Students at George Mason University in Virginia plan to walk out of their graduation ceremony on Thursday in protest of Israeli businesswoman-philanthropist Shari Arison, who is due to deliver a speech and receive an honorary degree from the university.
Once Arison finishes her talk, the students will return to the hall and participate in the ceremony.
The university’s Students Against Israeli Apartheid group, which includes both students and lecturers, decided to go ahead with the protest after coordinating with the school’s administration. In recent weeks, the group has been waging a campaign on campus against the university’s ties with the Israeli-American billionaire. George Mason’s administration told Haaretz it has notified Arison of the planned protest.
The ceremony will be held for 1,500 of 4,000 students completing undergraduate and graduate degrees.
In 2012, Arison donated funds to the public university for creating the Shari Arison Endowed Professorship of Doing Good Values.
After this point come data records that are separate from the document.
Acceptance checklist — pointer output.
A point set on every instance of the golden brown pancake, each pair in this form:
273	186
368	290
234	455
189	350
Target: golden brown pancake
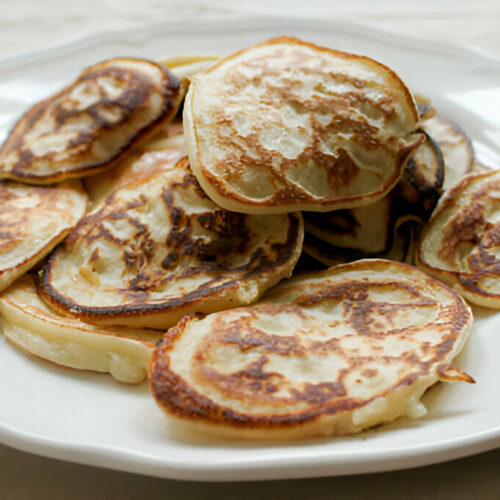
33	220
33	327
286	125
323	354
461	243
91	123
159	248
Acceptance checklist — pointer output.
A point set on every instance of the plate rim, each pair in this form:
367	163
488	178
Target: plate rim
123	459
221	24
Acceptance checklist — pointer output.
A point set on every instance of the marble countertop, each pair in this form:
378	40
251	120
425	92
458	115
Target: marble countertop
27	25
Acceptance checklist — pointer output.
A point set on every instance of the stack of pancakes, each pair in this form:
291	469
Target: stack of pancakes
288	156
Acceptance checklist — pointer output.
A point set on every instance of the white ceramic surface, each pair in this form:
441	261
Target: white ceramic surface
91	419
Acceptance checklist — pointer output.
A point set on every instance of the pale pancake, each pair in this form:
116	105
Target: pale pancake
326	353
461	243
455	147
159	153
286	125
33	220
159	248
92	122
29	324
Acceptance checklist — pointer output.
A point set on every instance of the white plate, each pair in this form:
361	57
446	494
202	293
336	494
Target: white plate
91	419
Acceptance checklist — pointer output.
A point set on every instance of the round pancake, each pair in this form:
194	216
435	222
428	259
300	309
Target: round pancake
92	122
455	147
461	243
30	325
286	125
159	248
33	220
369	228
326	353
188	66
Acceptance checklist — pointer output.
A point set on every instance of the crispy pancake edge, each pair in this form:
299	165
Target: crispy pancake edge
229	199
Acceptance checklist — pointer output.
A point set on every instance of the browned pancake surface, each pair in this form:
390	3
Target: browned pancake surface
92	122
325	353
159	248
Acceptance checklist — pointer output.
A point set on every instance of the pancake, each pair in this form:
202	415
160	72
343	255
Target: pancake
461	243
286	125
159	153
326	353
158	248
369	228
455	147
33	220
30	325
92	122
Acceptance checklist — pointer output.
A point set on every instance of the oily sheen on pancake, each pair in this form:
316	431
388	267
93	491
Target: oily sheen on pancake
92	122
160	152
29	324
461	243
33	220
159	248
322	354
286	125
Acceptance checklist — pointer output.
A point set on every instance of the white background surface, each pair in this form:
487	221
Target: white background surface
30	25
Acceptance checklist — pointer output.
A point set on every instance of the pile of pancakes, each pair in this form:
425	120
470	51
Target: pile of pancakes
174	196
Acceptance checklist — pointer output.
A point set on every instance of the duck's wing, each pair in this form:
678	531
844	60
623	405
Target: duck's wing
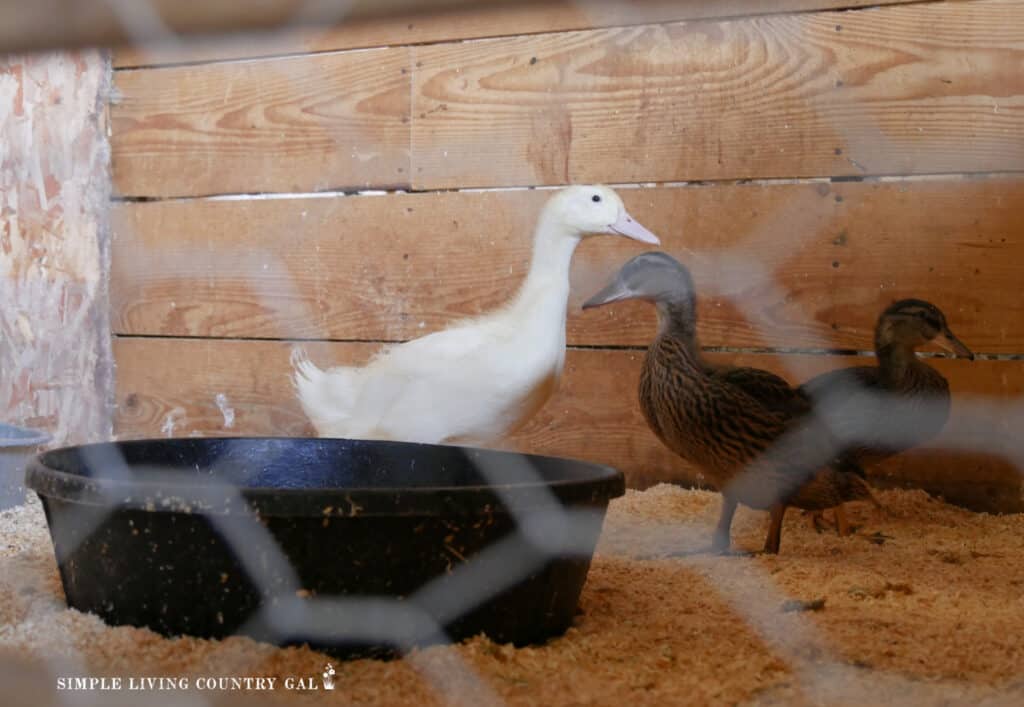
772	391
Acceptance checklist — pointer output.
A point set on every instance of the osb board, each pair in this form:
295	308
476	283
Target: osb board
397	266
54	335
297	124
177	387
931	617
468	22
897	90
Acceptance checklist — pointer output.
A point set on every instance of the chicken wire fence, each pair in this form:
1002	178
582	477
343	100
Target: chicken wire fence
547	530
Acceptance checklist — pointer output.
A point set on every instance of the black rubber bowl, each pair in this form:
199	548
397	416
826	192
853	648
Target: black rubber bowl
350	546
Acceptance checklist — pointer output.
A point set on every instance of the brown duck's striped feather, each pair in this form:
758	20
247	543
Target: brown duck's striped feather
754	440
829	488
771	390
865	405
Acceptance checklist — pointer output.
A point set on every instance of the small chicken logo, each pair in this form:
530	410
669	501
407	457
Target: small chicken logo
329	674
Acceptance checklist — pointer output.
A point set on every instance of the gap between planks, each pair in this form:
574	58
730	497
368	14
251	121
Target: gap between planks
700	183
756	350
581	28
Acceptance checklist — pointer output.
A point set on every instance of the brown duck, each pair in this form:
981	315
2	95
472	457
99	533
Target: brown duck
900	403
751	432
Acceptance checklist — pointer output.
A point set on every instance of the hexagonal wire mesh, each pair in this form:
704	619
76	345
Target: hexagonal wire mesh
554	531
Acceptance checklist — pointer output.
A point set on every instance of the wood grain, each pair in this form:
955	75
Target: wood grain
300	124
462	23
896	90
397	266
181	387
75	24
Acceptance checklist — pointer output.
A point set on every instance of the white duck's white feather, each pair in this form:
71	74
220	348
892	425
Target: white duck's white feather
473	382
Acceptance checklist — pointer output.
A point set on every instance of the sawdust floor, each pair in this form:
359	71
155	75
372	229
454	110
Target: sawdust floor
932	615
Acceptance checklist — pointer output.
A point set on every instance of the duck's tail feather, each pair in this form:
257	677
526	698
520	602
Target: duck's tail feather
326	397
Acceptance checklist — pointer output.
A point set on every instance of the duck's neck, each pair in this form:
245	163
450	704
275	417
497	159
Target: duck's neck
896	361
546	289
677	319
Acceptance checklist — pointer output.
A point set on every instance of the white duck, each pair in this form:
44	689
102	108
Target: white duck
483	377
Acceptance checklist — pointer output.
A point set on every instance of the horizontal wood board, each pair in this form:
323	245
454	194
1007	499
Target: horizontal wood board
468	22
896	90
206	387
781	265
300	124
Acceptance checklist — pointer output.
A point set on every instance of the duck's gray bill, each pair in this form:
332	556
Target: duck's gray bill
614	292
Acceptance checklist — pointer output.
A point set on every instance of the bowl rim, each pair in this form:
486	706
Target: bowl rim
603	484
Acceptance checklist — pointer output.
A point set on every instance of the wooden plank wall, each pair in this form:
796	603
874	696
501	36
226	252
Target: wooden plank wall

The purpose of the endowment is to “[explore] a values-based philosophy in business and other leadership spheres.”
Students Against Israeli Apartheid wrote a letter accusing the Arison Group of involvement “in the illegal occupation and colonization of Palestine … and turns the repression, discrimination and displacement of the Palestinian people into profit.” The letter charges the company’s various holdings with offering mortgages in the settlements, mining for minerals in an occupied portion of the Dead Sea, financing the Jerusalem’s light rail, construction at checkpoints and the separation barrier, and involvement in the Bedouin resettlement plan by financing a new military compound in the Negev. The letter also says Israeli Arabs are discriminated against at branches of Arison’s Bank Hapoalim.
In their opinion, the connection with Arison runs counter to GMU’s declared values and hurts its reputation. “Honoring Arison,” they state in an open letter, “makes Mason appear to be a PR machine for robber baron billionaires, rather than an autonomous public research university.”
Craig Willse, an assistant professor in Cultural Studies at GMU, and Tareq Radi, a graduate student completing his Master’s degree in finance, are the co-signees of the SAIA letter. In a telephone interview they told Haaretz that the campaign they were conducting had generated an ongoing debate about issues connected directly with Israeli policies and also raised the general question of the laundering of corporate funds that are based, for example, on damage to the environment and are laundered through donations to universities. They said that their organization was created in early 2013 and that it has a nucleus of about 20 activists.
Their previous campaign targeted the sale of Sabra hummus, produced by the Strauss Group. Although campus cafeterias have not stopped selling this brand, they now offer an alternative one.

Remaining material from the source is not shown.